When scraping a website using Agenty’s scraping tool, cookie consent prompts are displayed. Sometime we must dismiss or accept these prompts before continuing the web scraping agent to extract data or capture screenshot automatically.
The consent cookies are a standard part of the e-commerce experience, but they need to be set one at a time on the browser, leading to a lot of tedious clicking. It’s mandatory to accept on some websites especially in European region websites, where we must click on “Accept” button to continue the website or it won’t load the product or pages you are looking to scrape the data from.
There are multiple ways in Agenty to click on a button to accept/reject cookie consent automatically.
- Native option to turn on/off
- Using the login commands to perform one time action
- Using JavaScript to click on button
- Using Playwright/puppeteer code in developer mode
Native option to accept cookies consent
There is a native on/off option in web scraping and crawling agent to specify if you want Agenty to click on accept cookies button when visiting a website for the first time.

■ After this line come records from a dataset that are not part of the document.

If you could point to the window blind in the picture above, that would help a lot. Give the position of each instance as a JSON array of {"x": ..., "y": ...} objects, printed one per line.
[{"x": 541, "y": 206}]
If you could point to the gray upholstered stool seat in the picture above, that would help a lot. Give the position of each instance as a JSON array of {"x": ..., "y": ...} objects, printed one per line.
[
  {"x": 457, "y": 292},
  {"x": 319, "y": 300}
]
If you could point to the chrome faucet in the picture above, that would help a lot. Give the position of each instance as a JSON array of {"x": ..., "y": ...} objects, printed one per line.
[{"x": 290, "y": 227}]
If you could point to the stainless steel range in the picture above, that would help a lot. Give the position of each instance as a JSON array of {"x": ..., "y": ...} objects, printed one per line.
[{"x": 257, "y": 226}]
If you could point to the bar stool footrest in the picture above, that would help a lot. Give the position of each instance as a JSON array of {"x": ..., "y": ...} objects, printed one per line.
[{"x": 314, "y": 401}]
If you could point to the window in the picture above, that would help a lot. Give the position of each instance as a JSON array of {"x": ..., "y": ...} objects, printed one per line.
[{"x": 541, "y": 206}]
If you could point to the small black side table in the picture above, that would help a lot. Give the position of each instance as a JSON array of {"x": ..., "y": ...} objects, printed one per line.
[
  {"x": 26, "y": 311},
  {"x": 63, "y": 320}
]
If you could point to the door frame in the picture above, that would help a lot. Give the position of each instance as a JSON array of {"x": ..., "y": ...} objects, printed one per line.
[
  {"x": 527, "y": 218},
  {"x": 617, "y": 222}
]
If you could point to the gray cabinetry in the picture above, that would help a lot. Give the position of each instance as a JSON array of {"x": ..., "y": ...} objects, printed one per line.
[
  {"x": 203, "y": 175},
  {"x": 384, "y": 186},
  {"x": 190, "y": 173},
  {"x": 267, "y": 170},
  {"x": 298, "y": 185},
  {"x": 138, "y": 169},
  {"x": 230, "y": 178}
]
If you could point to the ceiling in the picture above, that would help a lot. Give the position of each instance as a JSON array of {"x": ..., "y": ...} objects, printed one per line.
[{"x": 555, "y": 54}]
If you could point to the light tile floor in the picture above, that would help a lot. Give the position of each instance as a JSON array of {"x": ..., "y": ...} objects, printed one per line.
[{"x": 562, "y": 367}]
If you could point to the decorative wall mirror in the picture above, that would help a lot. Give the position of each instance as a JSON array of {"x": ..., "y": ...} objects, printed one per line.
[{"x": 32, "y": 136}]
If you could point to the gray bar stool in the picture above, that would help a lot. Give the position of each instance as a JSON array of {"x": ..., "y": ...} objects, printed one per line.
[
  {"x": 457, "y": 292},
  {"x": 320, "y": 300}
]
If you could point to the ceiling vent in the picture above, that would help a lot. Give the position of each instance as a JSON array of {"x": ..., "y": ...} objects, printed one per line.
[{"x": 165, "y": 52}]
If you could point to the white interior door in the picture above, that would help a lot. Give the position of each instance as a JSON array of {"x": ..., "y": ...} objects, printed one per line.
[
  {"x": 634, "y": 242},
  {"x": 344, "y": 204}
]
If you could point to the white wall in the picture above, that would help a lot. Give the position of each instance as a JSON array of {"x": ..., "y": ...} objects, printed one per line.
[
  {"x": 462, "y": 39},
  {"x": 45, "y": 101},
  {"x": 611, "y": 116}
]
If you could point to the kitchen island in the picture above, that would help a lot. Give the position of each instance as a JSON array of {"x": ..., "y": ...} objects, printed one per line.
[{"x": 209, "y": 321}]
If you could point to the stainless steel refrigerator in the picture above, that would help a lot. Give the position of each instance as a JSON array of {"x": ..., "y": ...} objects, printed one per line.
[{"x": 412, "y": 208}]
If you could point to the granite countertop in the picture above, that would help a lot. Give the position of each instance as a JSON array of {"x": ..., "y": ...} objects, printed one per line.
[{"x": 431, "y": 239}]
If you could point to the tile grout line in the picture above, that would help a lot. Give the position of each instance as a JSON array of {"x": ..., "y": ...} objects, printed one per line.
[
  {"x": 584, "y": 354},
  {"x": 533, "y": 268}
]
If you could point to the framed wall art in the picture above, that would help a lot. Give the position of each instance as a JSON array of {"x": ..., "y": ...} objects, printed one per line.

Agent > configuration > browser settings
When enabled, Agenty will find any active popup, modal with button ‘accept cookie’, ‘allow cookies’ etc. to click on it for consent and continue the crawling thereafter.
Accept cookies with commands
The consent cookies are usually one-time prompts and won’t appear on sequential pages in the same session, which makes it a perfect candidate to automate through the login feature, as the login commands are run only once before the scraping starts for a given URLs in input.
The login feature allows us to execute several commands in sequence to perform an interactive action on a website e.g. login, select location or region, zip code etc.
Follow these steps to simulate a click to accept or reject cookies.
- Add the navigate command to open the website home page or any other page.
- Add the click command to click on accept or reject button
Accept cookies with JavaScript
We can also inject a small JavaScript function in waitFor
option in Agenty to click on accept cookies button, close modal etc.
This allows us to check and execute our script after each page load, as opposed to the login feature which was supposed to run once only.
Here is an example code to click on accept cookie button if one found after the page load
var cookieBtn = document.querySelector('#onetrust-accept-btn-handler');
if(cookieBtn){
cookieBtn.click();
}
Remember, I am using if
to check whether the cookie button is present or not to avoid undefined errors by JavaScript.
Accept cookies with Puppeteer and Playwright
If you are using the Agenty’s developer mode. You can add this code in the page.evaluate
function to inject a function after page.goto
to accept or dismiss the cookies consent.
// Go to the `url` from input request, extract title and return the results
export default async ({ page, request }) => {
const response = await page.goto(request.url);
console.log(response.status());
const pageTitle = await page.title();
// Accept cookies
await page.evaluate(() => {
var cookieBtn = document.querySelector('#onetrust-accept-btn-handler');
if(cookieBtn){
cookieBtn.click();
}
});
return {
data : { title : pageTitle },
type : 'application/json'
};
};